In the case where I removed the eventstats the | search "test.number"=500 goes up all the way until it is right below the mvindex line. No other differences to the other one (besides of the missing line now obviously)

So far I failed to create fake data which worked.
The fields are identical though:
test.number - has same name structure with dot, and is a number (and in these cases not a multi value field. However it can happen that due to issues it becomes a multivalue field, hence the mvindex to remove duplicate entries)
test.id - also same name structure with dot and is a number
color - has same name structure and is a string

I can replicate it with an initial csv as input which has ~17k entries
The real dictionary uses identical names (hence test.number) and has ~3500 entries

0 Karma

martin_mueller
SplunkTrust
SplunkTrust

Do you have a reproducing data set to share?

0 Karma

Bastelhoff
Path Finder

Unfortunately I cannot share the original data and I am unable to reproduce fake data which comes to the same result.
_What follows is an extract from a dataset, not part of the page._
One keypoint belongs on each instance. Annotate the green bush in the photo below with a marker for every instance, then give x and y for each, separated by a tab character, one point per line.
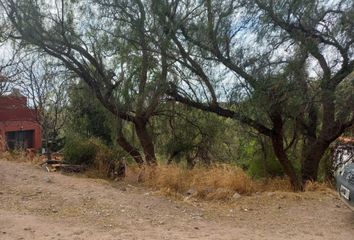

I just updated the issue description though.

0 Karma

pkarpushin
Path Finder

Hi @Bastelhoff ,

Could you please explain what is your desire with putting [|inputlookup listofnumbers.csv | fields number] to the beginning of your initial search?
If you say that listofnumbers.csv contains 10000 values, this subsearch[|inputlookup listofnumbers.csv | fields number] will return nothing.
If you make your subsearch look like this: [|inputlookup listofnumbers.csv | fields number | return number] - it will append number="<the "number" value of the first row in listofnumbers.csv file>" to your main search.
If you make your subsearch look like this: [|inputlookup listofnumbers.csv | fields number | format] - subsearch will append all values of "number" field in your file in this way: ( ( number="1" ) OR ( number="2" ) OR ( number="3" ) OR ... ( number="10000" ) ).
I mean to say, that your main search might be incorrect and this is the reason you get incorrect results.

0 Karma

Bastelhoff
Path Finder

Thanks! listofnumbers contains about 5000 values. It would work with 11000 as well, but would be cropped to 10k in this case (and therefore give incomplete results). The main search will however find more than one instance per number.

But you are right that my example here was incorrect. Due to the dedup which was placed before the first lookup it would have been reduced down to the initial value (at max). So I adjusted the code.

That said I was not aware of your workaround. I am using a multivalue field with modulo 10000 usually, so that I get 10000 entries (cap) with zero to X values, expanding it to basically endless (unless the time cap breaks it).

I will do some more tests today and hopefully have a more detailed/conclusive example during the next 12h.